Public comment was scarce this week when the Philadelphia Board of Ethics held a hearing on proposed regulations to govern independent expenditures in city elections.

The rules are aimed at preventing candidates from evading contribution limits in city campaigns by coordinating with outside groups with plenty of money to spend.

In past decades, mayoral candidates in Philadelphia regularly got contributions of $100,000 or more.

Now candidates can only accept contributions within specified limits -- $2,900 per year from individuals, and $11,500 from businesses or political committees.

But there's nothing to keep independent groups from taking big contributions and spending whatever they want to help a chosen candidate.

The ethics board wants to make sure candidates don't set up committees of supporters that pretend to be independent or coordinate with independent groups. So the board has drafted regulations defining independent expenditures.

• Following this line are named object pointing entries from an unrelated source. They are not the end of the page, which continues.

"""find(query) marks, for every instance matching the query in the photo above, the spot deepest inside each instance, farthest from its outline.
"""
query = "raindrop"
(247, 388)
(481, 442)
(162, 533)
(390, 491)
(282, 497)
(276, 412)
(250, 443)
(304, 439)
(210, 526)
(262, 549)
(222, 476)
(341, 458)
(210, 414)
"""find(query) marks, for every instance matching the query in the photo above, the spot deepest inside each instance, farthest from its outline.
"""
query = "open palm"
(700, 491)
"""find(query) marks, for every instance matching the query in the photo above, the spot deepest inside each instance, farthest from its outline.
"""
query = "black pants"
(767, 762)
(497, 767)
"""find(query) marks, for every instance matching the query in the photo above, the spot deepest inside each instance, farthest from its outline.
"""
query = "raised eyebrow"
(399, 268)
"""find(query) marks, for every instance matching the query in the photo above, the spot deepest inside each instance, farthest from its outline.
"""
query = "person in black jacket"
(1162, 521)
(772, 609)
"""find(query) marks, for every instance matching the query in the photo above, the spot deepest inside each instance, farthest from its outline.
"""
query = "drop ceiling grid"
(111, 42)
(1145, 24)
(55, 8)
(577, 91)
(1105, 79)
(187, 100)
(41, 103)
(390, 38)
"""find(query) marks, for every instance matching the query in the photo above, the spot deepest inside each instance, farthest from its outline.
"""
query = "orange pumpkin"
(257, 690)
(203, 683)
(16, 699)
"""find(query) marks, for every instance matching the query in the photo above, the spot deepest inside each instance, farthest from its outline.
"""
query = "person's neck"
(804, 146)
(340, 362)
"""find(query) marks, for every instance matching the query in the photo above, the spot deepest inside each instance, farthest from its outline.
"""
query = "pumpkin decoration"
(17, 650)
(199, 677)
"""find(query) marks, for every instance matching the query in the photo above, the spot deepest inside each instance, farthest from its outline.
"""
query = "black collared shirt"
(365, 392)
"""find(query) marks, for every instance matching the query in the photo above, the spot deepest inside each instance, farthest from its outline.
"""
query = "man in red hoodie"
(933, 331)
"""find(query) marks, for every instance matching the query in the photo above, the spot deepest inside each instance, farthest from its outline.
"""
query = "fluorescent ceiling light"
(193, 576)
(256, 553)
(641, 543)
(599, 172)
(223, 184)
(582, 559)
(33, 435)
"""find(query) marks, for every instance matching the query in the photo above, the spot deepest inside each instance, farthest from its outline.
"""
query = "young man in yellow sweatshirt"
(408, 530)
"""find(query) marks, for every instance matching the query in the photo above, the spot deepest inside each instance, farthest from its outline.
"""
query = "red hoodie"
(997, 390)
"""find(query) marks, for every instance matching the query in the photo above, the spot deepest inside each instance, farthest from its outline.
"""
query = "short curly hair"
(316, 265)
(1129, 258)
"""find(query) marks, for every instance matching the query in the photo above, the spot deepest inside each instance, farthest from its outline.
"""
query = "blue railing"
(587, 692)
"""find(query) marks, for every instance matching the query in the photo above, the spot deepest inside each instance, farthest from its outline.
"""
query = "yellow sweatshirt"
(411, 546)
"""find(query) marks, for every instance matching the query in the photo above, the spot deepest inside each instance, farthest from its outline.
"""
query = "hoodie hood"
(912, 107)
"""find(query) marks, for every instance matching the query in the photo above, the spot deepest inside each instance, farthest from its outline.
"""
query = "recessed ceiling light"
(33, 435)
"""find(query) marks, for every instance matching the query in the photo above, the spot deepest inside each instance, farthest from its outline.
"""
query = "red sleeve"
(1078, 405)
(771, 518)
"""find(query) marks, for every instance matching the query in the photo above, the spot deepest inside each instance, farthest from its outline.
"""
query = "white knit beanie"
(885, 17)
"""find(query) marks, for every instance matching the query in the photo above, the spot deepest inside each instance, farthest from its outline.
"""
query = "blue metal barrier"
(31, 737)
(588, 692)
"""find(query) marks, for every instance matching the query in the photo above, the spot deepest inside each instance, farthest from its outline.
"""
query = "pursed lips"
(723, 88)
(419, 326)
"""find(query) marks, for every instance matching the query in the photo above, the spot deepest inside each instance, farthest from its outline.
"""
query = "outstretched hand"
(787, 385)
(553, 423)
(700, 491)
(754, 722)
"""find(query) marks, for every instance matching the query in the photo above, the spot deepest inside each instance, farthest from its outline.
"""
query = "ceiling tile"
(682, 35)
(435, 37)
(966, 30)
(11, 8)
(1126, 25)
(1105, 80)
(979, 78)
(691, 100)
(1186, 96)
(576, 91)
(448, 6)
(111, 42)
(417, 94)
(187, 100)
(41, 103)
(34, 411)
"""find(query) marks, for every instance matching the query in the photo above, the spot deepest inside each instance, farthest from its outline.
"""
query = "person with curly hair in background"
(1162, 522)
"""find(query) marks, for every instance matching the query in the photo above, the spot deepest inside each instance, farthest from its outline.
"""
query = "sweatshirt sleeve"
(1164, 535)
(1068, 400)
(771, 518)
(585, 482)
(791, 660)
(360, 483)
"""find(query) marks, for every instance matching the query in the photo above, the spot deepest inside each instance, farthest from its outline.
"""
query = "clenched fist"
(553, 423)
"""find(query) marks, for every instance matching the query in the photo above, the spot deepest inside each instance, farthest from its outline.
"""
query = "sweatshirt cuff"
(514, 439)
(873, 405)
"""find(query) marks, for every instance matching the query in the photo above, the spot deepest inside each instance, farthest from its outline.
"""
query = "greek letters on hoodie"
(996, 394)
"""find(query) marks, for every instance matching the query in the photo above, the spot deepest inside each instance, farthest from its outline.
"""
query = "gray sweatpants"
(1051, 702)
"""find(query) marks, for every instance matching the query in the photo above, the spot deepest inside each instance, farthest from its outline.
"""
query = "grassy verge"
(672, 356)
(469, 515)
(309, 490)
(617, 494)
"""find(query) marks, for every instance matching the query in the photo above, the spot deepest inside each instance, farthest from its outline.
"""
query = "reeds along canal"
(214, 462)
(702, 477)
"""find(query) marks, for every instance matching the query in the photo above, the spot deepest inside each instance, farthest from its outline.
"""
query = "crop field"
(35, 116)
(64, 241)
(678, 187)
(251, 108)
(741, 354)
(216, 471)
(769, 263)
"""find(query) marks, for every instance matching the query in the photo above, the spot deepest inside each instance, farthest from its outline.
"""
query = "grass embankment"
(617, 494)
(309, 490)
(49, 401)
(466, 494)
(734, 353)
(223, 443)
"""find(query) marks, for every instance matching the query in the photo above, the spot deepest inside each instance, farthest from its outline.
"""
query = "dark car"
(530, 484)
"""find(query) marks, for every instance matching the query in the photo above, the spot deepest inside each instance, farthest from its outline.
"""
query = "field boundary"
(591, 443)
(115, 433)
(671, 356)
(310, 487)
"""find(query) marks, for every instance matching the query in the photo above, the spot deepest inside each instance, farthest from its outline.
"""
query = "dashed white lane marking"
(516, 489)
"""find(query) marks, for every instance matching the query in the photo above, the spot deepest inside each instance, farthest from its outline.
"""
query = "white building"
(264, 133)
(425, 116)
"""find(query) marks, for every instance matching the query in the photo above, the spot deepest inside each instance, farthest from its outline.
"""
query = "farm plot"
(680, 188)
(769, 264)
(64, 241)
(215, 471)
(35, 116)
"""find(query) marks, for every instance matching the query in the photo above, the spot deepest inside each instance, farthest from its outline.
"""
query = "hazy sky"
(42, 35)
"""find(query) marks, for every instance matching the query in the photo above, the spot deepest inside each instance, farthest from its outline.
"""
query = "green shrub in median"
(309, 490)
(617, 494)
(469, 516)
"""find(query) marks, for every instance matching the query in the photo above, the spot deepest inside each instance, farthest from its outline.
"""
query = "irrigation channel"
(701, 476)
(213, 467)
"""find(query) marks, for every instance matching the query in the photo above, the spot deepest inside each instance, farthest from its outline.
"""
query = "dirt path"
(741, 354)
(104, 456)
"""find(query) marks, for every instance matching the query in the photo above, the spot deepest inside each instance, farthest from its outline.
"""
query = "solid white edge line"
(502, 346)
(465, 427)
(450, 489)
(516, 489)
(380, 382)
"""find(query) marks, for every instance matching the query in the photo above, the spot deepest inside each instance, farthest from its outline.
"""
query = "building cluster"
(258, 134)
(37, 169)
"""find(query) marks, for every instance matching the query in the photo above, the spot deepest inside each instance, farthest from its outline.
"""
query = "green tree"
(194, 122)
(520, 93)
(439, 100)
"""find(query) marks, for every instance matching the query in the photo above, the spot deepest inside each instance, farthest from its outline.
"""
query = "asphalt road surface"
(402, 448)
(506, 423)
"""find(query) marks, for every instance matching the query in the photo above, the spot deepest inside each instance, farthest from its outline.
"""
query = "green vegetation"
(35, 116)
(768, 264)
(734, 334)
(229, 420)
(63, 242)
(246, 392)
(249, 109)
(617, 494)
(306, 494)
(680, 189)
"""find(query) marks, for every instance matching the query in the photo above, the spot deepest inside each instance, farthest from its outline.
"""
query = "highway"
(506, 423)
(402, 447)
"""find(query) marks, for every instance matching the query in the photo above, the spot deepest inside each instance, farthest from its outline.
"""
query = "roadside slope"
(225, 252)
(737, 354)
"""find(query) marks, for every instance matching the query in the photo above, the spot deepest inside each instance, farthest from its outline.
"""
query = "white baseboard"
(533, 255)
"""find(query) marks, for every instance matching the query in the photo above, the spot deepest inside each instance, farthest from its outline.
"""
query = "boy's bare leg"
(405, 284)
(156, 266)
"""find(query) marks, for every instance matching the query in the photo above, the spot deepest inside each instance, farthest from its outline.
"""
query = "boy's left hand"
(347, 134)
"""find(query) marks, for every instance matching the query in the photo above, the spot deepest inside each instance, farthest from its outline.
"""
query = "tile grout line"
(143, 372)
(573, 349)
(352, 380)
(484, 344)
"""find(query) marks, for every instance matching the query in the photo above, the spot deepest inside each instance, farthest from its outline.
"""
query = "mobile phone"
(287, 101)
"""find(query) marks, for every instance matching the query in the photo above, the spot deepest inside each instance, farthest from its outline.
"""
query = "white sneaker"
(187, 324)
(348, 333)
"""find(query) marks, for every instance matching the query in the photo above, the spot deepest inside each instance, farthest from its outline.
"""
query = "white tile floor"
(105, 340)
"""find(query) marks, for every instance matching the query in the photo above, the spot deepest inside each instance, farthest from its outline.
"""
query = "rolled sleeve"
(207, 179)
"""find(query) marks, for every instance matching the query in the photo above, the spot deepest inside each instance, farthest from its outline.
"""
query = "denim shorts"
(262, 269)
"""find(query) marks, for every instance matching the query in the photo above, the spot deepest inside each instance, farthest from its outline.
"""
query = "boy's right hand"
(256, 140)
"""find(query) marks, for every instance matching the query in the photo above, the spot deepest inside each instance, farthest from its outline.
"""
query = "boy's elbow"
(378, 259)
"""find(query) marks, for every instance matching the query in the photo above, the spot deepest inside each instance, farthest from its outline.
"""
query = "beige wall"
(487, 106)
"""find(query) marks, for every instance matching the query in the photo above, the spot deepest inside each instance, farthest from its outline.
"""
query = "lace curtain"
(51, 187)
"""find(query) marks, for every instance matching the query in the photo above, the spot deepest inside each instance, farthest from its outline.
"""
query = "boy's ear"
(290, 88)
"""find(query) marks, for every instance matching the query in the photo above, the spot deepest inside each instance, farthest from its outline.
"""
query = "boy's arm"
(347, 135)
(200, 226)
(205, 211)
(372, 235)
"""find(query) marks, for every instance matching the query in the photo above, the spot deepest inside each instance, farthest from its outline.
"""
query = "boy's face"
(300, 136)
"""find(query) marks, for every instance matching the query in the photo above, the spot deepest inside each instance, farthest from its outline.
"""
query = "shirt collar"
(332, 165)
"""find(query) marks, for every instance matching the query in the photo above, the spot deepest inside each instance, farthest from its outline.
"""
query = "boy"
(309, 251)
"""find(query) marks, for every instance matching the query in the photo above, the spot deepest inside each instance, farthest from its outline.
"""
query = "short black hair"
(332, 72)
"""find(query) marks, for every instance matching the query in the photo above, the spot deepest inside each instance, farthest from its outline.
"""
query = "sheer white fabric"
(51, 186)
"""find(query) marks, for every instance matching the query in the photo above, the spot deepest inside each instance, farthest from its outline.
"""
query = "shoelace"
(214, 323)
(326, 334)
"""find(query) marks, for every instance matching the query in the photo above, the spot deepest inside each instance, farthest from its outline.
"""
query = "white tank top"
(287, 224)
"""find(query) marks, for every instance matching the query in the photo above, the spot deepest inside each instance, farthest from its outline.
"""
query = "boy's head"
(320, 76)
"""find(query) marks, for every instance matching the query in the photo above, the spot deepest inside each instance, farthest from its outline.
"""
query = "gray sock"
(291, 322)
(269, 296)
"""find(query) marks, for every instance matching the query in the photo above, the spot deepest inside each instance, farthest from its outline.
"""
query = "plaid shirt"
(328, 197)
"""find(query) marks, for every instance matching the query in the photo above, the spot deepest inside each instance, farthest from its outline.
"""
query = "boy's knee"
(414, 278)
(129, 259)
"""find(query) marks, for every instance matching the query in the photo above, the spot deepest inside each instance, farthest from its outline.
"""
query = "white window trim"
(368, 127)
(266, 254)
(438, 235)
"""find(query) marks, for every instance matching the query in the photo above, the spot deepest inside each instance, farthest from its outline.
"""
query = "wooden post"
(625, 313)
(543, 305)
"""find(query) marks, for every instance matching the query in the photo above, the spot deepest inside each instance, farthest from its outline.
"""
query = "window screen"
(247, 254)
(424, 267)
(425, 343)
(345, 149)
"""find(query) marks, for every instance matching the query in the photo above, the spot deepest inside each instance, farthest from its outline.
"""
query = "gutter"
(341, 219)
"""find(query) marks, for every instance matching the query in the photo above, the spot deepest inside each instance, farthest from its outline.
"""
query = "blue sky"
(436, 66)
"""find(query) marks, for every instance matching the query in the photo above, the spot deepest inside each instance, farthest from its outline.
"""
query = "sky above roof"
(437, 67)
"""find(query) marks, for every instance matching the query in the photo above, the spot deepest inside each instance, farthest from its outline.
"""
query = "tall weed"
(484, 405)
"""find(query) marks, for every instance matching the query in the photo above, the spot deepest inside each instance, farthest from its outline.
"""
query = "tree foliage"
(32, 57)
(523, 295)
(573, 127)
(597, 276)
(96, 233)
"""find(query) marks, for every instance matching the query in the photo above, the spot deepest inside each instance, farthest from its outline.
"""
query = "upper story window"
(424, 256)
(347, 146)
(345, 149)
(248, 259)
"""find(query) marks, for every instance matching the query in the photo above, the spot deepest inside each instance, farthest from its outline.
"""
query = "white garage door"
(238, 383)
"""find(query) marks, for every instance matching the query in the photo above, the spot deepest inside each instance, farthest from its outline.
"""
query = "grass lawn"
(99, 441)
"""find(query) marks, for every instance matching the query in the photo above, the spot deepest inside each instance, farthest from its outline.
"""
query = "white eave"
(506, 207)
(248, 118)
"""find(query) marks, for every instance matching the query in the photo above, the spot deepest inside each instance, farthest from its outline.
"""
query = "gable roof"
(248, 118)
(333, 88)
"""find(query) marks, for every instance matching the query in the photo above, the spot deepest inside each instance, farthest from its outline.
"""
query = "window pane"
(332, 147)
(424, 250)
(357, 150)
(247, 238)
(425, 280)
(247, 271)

Adam Bonin, an attorney who advises candidates, says it's good to have rules. He said most of those who will ultimately be affected by the regulations are paying little attention to the process now.

Bonin said he's glad the board is trying to give guidance, but said he's concerned an ethics board trying to sniff out coordination may engage in witch hunts, questioning lawyers and consultants in Philadelphia who have multiple clients.

"We all talk to each other all the time. Many of us represent overlapping interests," Bonin said. "I'm concerned about a zealous ethics staff chasing down rabbit holes when there is no rabbit."

The board made a few changes to the proposed regulation at Thursday's hearing. One says the fact that a candidate and an independent committee share an attorney or consultant does not by itself mean they're engaged in illegal coordination.

The regulations could be approved and in place by early March, in time for a contested city controller primary this spring.